USA TODAY: Detroit's Hotel Industry Is Booming

Crowne Plaza hotel
The renovated Crowne Plaza hotel hopes to draw visitors to downtown Detroit.(Photo: Jarrad Henderson Detroit Free Press)

In its glory days, the Pontchartrain Hotel in Detroit, affectionately referred to by locals as the Pontch, played host to presidents, Motown stars and executives of the auto industry that fueled the city's economy.

In 2009, the legendary hotel fell into foreclosure after years of mismanagement. From then on, it stood barren, hovering over the skyline as a constant reminder of how easily fortunes can turn in the Motor City.

It's a familiar story in Detroit, which this month became the largest U.S. municipality to file for bankruptcy protection.

Just like the city, the Pontch is trying to make a comeback, this time as the Crowne Plaza Detroit Downtown Convention Center, a 25-story, 367-room hotel that opened July 18 with more than 10,000 square feet of meeting space, two restaurants, a lounge and an upscale café.

Detroit might be in bankruptcy, but its hotel industry is on an upward trajectory. Three casino hotels have opened in recent years. A new Starwood Aloft hotel is set to open next year in a landmark building in Grand Circus Park downtown. And developers have proposed turning a historic firehouse across from the Cobo Convention Center into a boutique hotel.

The Cobo Center itself, home to the annual North American International Auto Show, is undergoing a $290 million renovation, which tourism officials hope will attract more conferences and business travelers when completed at the end of 2014.

Other private investment in downtown and midtown Detroit by such business leaders as Quicken Loans owner Dan Gilbert is also revitalizing those areas. Gilbert has snagged more than 7 million square feet of property downtown, with plans to develop cafes and other attractions. And through a public-private partnership, a new 18,000-seat arena for the Detroit Red Wings has gotten the green light in midtown, with an accompanying entertainment district.

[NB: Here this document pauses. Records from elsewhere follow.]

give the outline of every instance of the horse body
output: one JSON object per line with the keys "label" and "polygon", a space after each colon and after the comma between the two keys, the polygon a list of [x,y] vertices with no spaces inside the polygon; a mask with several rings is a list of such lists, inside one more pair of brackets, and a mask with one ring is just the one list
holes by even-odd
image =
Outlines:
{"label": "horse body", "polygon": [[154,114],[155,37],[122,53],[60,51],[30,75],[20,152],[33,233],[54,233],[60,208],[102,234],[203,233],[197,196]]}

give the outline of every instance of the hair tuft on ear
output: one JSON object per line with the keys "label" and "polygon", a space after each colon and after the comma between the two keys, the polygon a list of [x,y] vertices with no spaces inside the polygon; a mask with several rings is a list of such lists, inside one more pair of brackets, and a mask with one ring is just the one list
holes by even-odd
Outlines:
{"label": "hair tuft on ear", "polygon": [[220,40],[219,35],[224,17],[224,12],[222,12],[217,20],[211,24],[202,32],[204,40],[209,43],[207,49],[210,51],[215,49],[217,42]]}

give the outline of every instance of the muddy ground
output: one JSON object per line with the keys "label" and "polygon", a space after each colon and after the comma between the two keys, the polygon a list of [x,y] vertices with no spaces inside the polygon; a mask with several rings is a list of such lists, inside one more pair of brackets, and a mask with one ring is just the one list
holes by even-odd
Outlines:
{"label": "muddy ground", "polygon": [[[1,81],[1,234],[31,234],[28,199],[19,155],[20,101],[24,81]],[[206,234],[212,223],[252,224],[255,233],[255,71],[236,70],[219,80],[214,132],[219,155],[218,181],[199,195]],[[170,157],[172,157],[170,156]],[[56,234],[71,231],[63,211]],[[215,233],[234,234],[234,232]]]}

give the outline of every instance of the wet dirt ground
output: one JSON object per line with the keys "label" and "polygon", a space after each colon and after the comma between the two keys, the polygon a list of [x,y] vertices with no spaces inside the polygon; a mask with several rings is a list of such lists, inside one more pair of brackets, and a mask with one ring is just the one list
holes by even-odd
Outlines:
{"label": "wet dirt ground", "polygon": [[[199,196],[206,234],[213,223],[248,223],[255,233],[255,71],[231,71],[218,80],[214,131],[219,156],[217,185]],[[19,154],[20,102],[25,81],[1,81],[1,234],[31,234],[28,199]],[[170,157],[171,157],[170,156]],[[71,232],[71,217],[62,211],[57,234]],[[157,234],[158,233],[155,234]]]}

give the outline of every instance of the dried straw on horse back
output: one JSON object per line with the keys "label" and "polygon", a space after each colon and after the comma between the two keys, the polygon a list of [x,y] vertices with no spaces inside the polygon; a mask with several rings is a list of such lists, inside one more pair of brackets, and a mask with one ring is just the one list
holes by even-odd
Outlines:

Tech start-up companies have also emerged on the scene, luring young employees and entrepreneurs. And General Motors, which is headquartered downtown, is also stepping up its hiring as demand for new vehicles grows. All the activity has led to a budding arts and music scene.

Michael O'Callaghan, chief operating officer of the Detroit Convention and Visitors Bureau, says demand is already strong for hotel rooms, even without the revamped convention center.

Hotel occupancy rates in the metropolitan Detroit area have gone from 47.5% in 2009, when General Motors and Chrysler filed for bankruptcy protection, to 61.3% so far this year, according to hotel industry tracking firm STR. That's in line with the national average. Last month, hotel occupancy levels reached 70.3%.